The country, renowned as the world's top sugar exporter, is on course to achieve its second-largest harvest ever.

Favorable weather and expanded sugarcane plantations are driving this achievement

During New York's Sugar Week, analysts highlighted the shift towards sugar over ethanol in processing mills, pointing to an anticipated boost in exports.

New development aims to relieve strain from consecutive deficits, easing sugar prices-longest surge since 1989-over the past five years.

This is particularly timely, as countries in Asia and the Middle East continue grappling with low stock levels.

Marcelo de Andrade of Cofco International shared an insight that surprised many: Brazil's export capacity had been grossly underestimated.

New forecasts now predict that the Center-South region of Brazil might produce between 41 and 42.5 million tons of sugar, nearing record highs.

This optimism stems from larger-than-expected sugarcane fields, with some areas not harvested last year now contributing to this year's yield.
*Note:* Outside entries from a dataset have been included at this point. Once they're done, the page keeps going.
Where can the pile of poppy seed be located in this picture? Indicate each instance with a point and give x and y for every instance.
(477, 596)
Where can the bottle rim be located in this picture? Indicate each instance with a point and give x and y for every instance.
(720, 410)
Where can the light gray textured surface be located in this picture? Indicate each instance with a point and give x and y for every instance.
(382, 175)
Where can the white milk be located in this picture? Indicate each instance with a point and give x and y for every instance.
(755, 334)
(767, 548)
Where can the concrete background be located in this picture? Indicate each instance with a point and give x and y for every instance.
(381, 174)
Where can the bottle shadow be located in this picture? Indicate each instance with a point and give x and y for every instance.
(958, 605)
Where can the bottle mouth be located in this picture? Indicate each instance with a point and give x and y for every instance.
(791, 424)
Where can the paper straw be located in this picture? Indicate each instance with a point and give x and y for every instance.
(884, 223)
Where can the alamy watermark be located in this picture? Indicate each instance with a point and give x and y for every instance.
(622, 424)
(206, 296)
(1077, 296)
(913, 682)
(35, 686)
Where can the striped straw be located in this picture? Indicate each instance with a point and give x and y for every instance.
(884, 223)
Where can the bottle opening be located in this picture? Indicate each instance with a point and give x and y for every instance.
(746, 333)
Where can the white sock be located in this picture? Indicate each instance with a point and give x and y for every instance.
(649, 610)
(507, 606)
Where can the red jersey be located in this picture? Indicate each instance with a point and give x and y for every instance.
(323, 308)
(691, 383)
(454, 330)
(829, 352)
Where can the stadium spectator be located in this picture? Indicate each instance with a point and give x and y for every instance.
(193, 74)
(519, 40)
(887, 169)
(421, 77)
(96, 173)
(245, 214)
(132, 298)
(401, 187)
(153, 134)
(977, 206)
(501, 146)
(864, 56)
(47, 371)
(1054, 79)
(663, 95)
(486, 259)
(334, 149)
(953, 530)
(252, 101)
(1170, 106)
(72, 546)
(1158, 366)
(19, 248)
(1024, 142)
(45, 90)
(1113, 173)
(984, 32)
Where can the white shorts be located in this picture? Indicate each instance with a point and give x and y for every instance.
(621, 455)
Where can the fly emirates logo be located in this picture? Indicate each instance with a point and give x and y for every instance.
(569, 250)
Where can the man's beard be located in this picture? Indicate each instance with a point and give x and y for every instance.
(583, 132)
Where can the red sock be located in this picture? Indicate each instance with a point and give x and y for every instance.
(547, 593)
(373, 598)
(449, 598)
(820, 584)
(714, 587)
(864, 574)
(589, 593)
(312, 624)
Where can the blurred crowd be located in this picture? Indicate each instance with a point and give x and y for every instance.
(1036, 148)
The shift in market dynamics represents a significant pivot from the previous year's scenario. Back then, export bottlenecks at Brazilian ports caused record spikes in sugar prices.

However, as Tom McNeill from Green Pool Commodity Specialists remarked, the panic has subsided. This is supported by a roughly 30% drop in sugar futures and favorable harvesting conditions.

Brazil's Sugar Dominance
Carlos Murilo Barros de Mello of Hedgepoint Global Markets noted, "Brazil is back in the game in a way we haven't seen in many years."

Yet, this resurgence brings its challenges. With India, the second-largest producer, not expected to contribute significantly to the global sugar market until late 2025, reliance on Brazil heightens.

This poses a risk should any disruptions occur, especially since most shipments occur through a single Brazilian port.

Thus, while Brazil's robust sugar output brings temporary relief, it also underscores a growing dependency on a solitary supply source.

Global markets are barely maintaining balance, and reserves remain critically low.